It's been a while. 3.5 years, actually.
And I've been itching to write. So here I am.
The last time I wrote, I was 7 months into my Michigan time and it was hard. But I wasn't scared. The challenge didn't scare me. Michigan was the right move-- I never doubted that-- not for a second. But it was a hard move for me. There was never a year that was easy while in Michigan. I had lovely times and there were bright spots, for sure. But Michigan wasn't home, as much as I tried to make it be.
And then a pandemic hit. And then I needed knee surgery. Followed by another surgery three months later. While living alone.
I won't go into the details of just how hard the year was for the purposes of this post... maybe another time.

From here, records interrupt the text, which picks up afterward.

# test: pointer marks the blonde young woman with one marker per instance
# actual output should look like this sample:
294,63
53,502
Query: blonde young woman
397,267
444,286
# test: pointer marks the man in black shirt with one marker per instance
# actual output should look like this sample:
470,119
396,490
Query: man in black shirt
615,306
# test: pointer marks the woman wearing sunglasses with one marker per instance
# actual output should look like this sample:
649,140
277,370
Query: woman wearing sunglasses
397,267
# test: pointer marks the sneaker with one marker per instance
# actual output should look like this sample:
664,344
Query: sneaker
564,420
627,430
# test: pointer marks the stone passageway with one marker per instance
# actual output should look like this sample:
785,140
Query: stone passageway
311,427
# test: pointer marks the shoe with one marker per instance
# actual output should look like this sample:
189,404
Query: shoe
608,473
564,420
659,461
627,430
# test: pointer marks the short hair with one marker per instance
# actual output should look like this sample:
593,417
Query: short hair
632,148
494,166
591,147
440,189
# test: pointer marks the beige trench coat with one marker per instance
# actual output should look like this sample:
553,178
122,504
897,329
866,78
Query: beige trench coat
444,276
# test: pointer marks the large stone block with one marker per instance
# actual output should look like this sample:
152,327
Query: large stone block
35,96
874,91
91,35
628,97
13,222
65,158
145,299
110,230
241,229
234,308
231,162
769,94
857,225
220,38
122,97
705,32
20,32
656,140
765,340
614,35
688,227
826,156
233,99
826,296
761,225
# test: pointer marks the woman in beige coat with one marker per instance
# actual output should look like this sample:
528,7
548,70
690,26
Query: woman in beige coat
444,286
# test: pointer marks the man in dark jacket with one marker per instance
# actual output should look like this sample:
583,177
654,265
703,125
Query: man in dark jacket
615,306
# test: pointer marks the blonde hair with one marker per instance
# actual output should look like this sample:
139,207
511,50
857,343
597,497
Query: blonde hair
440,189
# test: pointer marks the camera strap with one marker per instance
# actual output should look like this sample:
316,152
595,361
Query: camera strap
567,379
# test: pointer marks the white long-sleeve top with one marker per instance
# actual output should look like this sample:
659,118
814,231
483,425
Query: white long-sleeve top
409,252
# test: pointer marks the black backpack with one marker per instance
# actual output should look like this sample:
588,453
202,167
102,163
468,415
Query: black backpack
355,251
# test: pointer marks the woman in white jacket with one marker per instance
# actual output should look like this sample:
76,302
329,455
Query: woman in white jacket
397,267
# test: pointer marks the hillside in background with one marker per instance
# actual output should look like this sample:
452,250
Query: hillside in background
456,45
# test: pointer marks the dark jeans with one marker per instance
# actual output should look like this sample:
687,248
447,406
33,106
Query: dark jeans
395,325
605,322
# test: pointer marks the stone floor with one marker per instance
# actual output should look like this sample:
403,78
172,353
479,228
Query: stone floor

But I will say, October 2020 was the beginning of the end for me in Michigan. I was not the Minda you know. I was not myself. I was so alone. I didn't like the person I had become and I didn't know how to change things. Until December. I was on an all-staff call when they told us we'd be staying at home for at least another six months and I broke down. Scrambling for the camera button to turn my video off, I sat in my apartment alone and sobbed until I couldn't breathe.

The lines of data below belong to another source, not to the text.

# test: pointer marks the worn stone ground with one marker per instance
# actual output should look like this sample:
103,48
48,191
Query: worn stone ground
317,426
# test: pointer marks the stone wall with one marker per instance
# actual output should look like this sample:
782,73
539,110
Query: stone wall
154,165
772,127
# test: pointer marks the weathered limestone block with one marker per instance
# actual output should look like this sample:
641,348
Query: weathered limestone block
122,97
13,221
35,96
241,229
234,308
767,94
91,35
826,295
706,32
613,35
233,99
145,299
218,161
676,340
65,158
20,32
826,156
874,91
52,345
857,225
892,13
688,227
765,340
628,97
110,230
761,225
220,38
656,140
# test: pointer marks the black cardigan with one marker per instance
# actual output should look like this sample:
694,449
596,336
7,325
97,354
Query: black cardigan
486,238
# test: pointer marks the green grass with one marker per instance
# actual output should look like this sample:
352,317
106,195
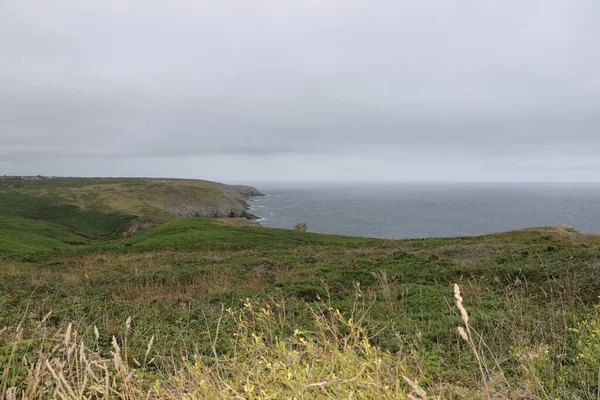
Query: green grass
530,296
22,236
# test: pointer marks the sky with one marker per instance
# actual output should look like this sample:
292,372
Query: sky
301,90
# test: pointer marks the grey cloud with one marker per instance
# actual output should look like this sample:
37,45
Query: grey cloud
457,82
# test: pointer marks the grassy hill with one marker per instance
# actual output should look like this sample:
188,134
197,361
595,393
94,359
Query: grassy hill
92,209
203,308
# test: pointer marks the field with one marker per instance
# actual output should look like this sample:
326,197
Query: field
209,308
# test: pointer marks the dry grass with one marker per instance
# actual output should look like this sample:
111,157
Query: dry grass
268,358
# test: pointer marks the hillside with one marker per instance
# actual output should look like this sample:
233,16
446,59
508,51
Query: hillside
201,308
107,208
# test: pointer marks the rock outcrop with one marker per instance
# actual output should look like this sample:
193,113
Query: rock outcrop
301,227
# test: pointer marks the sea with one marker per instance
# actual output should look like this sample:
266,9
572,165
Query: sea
421,210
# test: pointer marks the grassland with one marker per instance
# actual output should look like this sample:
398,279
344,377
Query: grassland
89,210
202,308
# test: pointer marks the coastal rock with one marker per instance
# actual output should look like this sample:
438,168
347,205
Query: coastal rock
301,227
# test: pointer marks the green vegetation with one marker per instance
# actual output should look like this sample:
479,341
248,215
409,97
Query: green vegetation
81,210
205,308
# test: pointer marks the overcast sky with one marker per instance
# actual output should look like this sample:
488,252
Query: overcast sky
301,90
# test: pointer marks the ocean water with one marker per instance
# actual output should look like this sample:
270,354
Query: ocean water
418,210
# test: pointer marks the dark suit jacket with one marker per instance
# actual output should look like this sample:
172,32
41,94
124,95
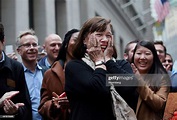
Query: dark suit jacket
86,89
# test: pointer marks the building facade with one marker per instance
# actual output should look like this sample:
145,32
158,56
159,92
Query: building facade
131,19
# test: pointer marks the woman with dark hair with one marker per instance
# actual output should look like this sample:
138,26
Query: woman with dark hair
53,107
153,82
95,54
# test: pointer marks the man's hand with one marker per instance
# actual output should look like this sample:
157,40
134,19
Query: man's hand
10,107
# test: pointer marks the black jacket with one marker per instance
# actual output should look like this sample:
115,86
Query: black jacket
86,89
12,79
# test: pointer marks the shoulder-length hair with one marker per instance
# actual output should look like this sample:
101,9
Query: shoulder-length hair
63,49
157,71
157,66
98,24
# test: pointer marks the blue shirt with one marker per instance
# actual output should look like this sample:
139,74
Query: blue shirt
34,83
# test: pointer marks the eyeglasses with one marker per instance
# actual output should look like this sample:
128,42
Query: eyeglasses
168,61
28,45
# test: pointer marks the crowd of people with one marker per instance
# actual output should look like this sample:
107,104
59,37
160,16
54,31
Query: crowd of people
70,81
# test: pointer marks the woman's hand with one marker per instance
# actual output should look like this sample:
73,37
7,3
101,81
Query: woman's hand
59,102
7,95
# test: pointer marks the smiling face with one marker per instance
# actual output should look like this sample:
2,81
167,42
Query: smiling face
102,37
143,59
52,45
28,49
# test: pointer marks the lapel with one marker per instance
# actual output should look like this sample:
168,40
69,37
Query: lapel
59,71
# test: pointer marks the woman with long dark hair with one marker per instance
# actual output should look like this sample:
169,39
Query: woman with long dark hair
153,82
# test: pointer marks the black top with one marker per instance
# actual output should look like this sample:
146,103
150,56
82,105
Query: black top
86,89
12,79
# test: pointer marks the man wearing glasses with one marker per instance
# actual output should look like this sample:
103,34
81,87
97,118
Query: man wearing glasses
14,96
27,48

I knew I had to make a change.
That change turned into loading up my car with things I could potentially need for six months and put everything else in storage. I was getting out of Michigan on a hunt for home.
DC would be my first stop. It was the perfect place for me to go after Michigan. I was with friends and babies and church family. I was in familiar spaces with people who knew my story.
Next was Seattle with family. I was loved on and made to feel like the most amazing gal in the world. Cousins waking up every morning super early to make me coffee and work with me while I stayed on an East Coast time schedule.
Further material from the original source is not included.